Saturday Morning Cut
By Erika Jahneke
Cheryl’s life only makes sense when she cuts hair. Something doesn’t fit or is uneven, she can train it back or trim it, squirt it with water or product, something. You can’t exactly pull life back with a banana clip. Even the smell, which every associate stylist she’s ever had complains about, is one of her favorite things.Burned hair, perm solution, color with its sinus-opening ammonia...if she could snort it she would, because when she’s here, she makes things happen. She knows exactly how long a dye job lasts. Not like, say, a marriage. She picked up Pete’s wandering eye before he could admit to it himself...they’ve always been in a weird kind of synch. She thought it would save them, back when she was still scarred from coming from a house where bowls of potatoes get flung at the wall in fits of parental rage. but it’s hard to read your own husband’s mind and not find yourself.
She has trouble adjusting to change; sometimes cast changes to her favorite television series throw her off balance . But she manages...that’s what she does, manage, starting from age ten, scrubbing those damn cold, congealing spuds off the wall. Somebody had to do it, but sometimes she wonders when her name got to be Somebody.”That was then, this is now,” she reminds herself for the millionth time, sweeping the floor like she was cursing it.
It’s not hard to get stuck in the past in this salon...salon being a gross overstatement. This is an old-school beauty shop, not one of those sybaritic temples to Paul Mitchell promising coconut-scented hairgasms. This place is still half Cheryl’s mom’s fifties modish pink Formica. Cheryl swore she’d never work in here, but she forgot to tell herself what she would do instead, so here she is, gamely attempting to resurrect the beehive for what one of her few college classes would’ve called her aging “client base.” She sighs, just thinking of all the museum -quality styles she’s done in the last few years, since the neighborhood changed and the young, cute locals felt more comfortable in salones aestheticas,and her “ladies” weren’t nimble enough for white flight.She can see the sigh over her head in a balloon like in her kids’ comic books. She could do a lot of things; she goes to conventions, tries to keep up, admires short spiky styles, new colors. It’s all wasted. Her clients want the hair from when their mental clocks stopped, the last time they felt they understood, which around here taps out at about 1964 or something....the Goldwater years.”Like, wow, what a bummer, man.
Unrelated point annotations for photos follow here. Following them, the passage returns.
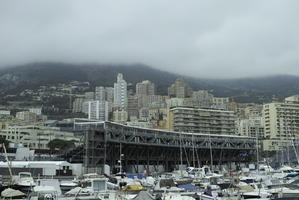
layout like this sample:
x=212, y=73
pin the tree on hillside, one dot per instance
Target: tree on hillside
x=58, y=144
x=3, y=141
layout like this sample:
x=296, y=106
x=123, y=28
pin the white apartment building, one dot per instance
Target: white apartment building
x=100, y=94
x=220, y=102
x=120, y=116
x=35, y=137
x=120, y=92
x=253, y=127
x=98, y=110
x=4, y=112
x=26, y=116
x=281, y=124
x=37, y=111
x=145, y=88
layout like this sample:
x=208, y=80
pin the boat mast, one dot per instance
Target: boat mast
x=211, y=153
x=181, y=154
x=8, y=163
x=257, y=150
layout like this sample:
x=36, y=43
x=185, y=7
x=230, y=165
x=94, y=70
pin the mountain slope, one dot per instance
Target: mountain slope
x=31, y=76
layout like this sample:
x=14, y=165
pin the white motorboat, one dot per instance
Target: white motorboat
x=24, y=179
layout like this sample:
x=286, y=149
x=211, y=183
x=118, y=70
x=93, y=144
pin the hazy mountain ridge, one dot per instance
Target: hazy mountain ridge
x=31, y=76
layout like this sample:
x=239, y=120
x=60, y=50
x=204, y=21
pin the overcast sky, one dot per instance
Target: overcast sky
x=202, y=38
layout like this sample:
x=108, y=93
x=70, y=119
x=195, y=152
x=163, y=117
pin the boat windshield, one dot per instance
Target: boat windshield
x=25, y=175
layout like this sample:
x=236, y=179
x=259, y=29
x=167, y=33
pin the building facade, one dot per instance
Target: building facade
x=145, y=88
x=98, y=110
x=120, y=92
x=35, y=137
x=180, y=89
x=199, y=120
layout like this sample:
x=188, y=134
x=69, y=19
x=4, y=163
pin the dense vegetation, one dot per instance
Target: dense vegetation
x=31, y=76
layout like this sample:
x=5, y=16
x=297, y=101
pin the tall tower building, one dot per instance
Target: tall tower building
x=100, y=94
x=98, y=110
x=120, y=92
x=145, y=88
x=180, y=89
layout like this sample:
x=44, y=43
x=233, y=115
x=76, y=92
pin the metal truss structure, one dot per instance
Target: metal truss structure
x=108, y=142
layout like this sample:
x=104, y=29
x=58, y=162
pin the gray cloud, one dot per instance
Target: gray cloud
x=200, y=38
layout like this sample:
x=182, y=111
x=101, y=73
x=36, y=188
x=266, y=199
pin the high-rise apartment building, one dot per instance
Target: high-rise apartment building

A total bad scene.” she says and laughs at herself. I could take the job at the mortuary, she thinks, the work’s the same...just ...quiet. The clients don’t tip, though.
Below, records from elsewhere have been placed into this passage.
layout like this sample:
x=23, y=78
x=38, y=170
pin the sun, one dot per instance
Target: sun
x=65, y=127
When she first started here, she used to do her own hair, sometimes a platinum that made her feel famous, but lately anything new she brings home makes Pete say “Why do you have to act like some fucking *kid,* Cheryl?”
Because I’m not fucking dead, Pete. “I thought you’d like it.” Given that that girl you stare at is only about nineteen. She’s not that pretty, though. Her pores are huge and her makeup is too dark for her complexion. But she is a lot younger, probably doesn’t squint when she reads, if she reads.Cheryl wonders if she should refit the place, make it more modern, or if she did the wrong thing in fighting the city when they wanted to run the freeway through here. Mid afternoon is slow on weekends...the older ladies get started early and frantic moms looking to get kids haircuts prefer not to go downtown for them, in favor of a chain salon with a million chairs and toys in the waiting area.